Lo que Nerio Tello, a través de “Nito”, quiere decir (decirnos) es que solo cuenta: “Trato de que alguien, un lector, vos, pueda reconocerse, quizás entenderse, o perdonarse, o simplemente entretenerse”. Esa, la de “Nito”, bien podría ser la voz (o la pluma, en este caso) de Nerio Tello. Pero también podría no serlo, porque de eso se trata ese entrecruzamiento de identidades, en un escenario en que los rostros se difuminan, se confunden, desaparecen y vuelven a aparecer como fantasmas.

El escritor apela, en este punto y tal como acostumbra a hacerlo, a los pequeños protagonistas. Tipos como “Nito”, que tienden a despertar mucha más compasión que deslumbramiento. Tipos que no pueden con el peso de su propio cuerpo pero que, por necesaria identificación causada por esa capacidad innata del escritor de encontrar en lo hueco, en lo vacío, y hasta en lo abismal un gesto de reconocimiento colectivo, social, terminan por interrogarnos, exhortarnos y hasta demandarnos la parte que nos toca en ese derrotero individual que, no obstante, forma parte de un todo al que arribamos de manera brutal e impostergable. Así como el texto se descubre atravesado por otros textos (por otras lecturas, también), el lector se descubre atravesado por un relato que no se detiene en ese ir y venir frenético de la memoria, en ese volver a los recuerdos brumosos del pasado para saltar luego hacia un hoy que se torna inapelable por aquello de que somos lo que fuimos y si no, no podríamos ser. Y aún más: lo que pudimos ser, por sobre lo que quisimos ser.
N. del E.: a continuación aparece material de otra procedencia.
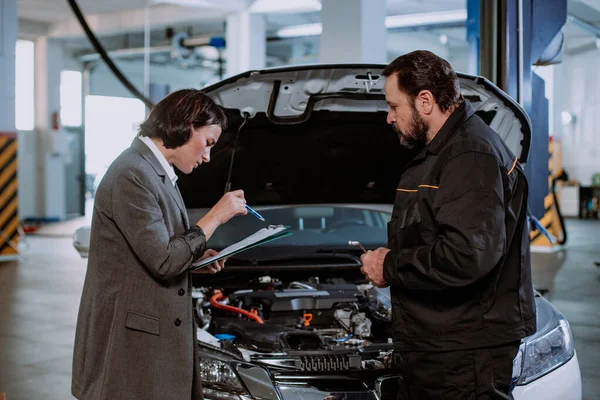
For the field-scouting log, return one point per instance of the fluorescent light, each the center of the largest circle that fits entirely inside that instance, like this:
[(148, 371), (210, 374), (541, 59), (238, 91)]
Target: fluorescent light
[(300, 30), (421, 19), (232, 5), (279, 6), (391, 22)]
Pero, en definitiva, esto que somos cuando preguntan por cada uno de nosotros. Cuando preguntan por vos, por él, por mí.

La maquinaria de recordar

“Quiero escribir sobre Pablo, sobre Bárbara y Lola, sobre Leandro, sobre la Turca, que se perdió tan sola, sobre Laura Lau y sobre los que estuvieron y luego fueron sombras, sobre los que quedaron, quedamos, y soplamos las cenizas buscando otro fuego”, insistirá “Nito” y traerá a colación a John Banville para afirmarse: “El pasado es un presente luminoso y eterno, para mí están todos vivos, pero ausentes, excepto en el frágil más allá de estas palabras”. Y es aquí -en esta afirmación- donde subyace, tal vez, la mayor de las rupturas a las que nos expone sin piedad Nerio Tello. Lo que está vivo pero ausente, igual que los recuerdos, igual que la memoria: irremediablemente frágiles. Pero también lo que nos rescata de esa fragilidad.
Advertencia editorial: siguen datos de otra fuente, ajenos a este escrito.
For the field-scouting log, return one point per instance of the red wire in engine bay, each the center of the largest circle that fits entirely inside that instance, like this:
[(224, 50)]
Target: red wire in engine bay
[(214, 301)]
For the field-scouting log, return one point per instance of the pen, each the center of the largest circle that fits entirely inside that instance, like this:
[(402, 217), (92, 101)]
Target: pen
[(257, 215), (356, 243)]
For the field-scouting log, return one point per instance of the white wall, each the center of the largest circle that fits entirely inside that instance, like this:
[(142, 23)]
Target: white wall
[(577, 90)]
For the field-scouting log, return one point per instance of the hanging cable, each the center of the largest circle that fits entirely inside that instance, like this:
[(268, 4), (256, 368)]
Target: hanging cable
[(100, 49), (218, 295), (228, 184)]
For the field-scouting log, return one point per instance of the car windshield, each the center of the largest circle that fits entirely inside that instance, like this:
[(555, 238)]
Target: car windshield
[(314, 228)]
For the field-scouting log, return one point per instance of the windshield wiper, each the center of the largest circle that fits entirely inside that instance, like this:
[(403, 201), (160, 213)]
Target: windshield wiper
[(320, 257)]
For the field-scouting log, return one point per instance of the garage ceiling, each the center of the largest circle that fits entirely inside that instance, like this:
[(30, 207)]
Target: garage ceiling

Porque… ¿Cómo se construyen los recuerdos? ¿Cómo es que toman forma? ¿Cómo es que algunos de esos recuerdos se enquistan en la memoria? ¿Existen, en realidad, los recuerdos? ¿Existe, en realidad, la memoria? ¿Son fieles los recuerdos que recordamos? ¿Nos puede traicionar la memoria? ¿Qué hay de la memoria que se deja envolver por la nostalgia? ¿Qué hay de nosotros sin recuerdos? ¿Qué quedaría de nosotros sin la memoria? ¿Cómo podríamos proyectarnos hacia mañana sin ayer?

“Recordar y hacer memoria no son la misma cosa. Hay en lo primero una pulsión involuntaria que nos toma de imprevisto y nos deja a la intemperie. El recuerdo -como el olvido- se abisma sobre la persona y no existe allí más que una materia desconocida en un tiempo que se impone”, sostiene Julieta Santos a modo de epílogo para “Si preguntan por vos”.
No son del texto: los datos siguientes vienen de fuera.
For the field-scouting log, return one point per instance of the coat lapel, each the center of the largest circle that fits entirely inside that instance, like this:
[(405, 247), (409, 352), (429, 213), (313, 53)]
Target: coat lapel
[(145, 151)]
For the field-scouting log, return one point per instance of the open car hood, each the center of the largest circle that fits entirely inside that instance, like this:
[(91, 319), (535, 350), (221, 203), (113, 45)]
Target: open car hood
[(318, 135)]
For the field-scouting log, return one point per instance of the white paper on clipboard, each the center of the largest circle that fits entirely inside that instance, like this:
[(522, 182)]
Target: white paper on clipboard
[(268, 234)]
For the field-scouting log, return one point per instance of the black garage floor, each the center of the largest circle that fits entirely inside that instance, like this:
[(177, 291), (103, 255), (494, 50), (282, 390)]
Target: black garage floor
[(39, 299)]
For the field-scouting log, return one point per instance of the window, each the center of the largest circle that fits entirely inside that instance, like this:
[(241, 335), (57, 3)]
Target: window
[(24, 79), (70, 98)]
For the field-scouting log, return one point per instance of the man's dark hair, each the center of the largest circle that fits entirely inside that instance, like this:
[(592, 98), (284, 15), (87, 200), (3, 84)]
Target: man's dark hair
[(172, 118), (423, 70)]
Recordar y hacer memoria no son la misma cosa, claro que no. Y esa, puede que sea un punto cúlmine la mayor de las certezas a la que logremos arribar en este libro en el que el escritor riojano, hábilmente, nos sumerge en un océano de incertidumbres cuya profundidad se abraza a la endeble certeza de los hechos que ocurrieron, pero que podrían no haber ocurrido así, como el personaje los recuerda (o como los recordamos). Nos sumerge en lo indefinido de los pensamientos de “Nito”, que se parecen tanto a lo indefinido de nuestros propios pensamientos. En lo que quisimos ser, para ser tan solo lo que pudimos. Nos sumerge, Nerio Tello. Y una vez allí… aunque no queramos, no nos quedará otra cosa que poner en marcha la maquinaria de recordar. La memoria, como un mecanismo de rescate.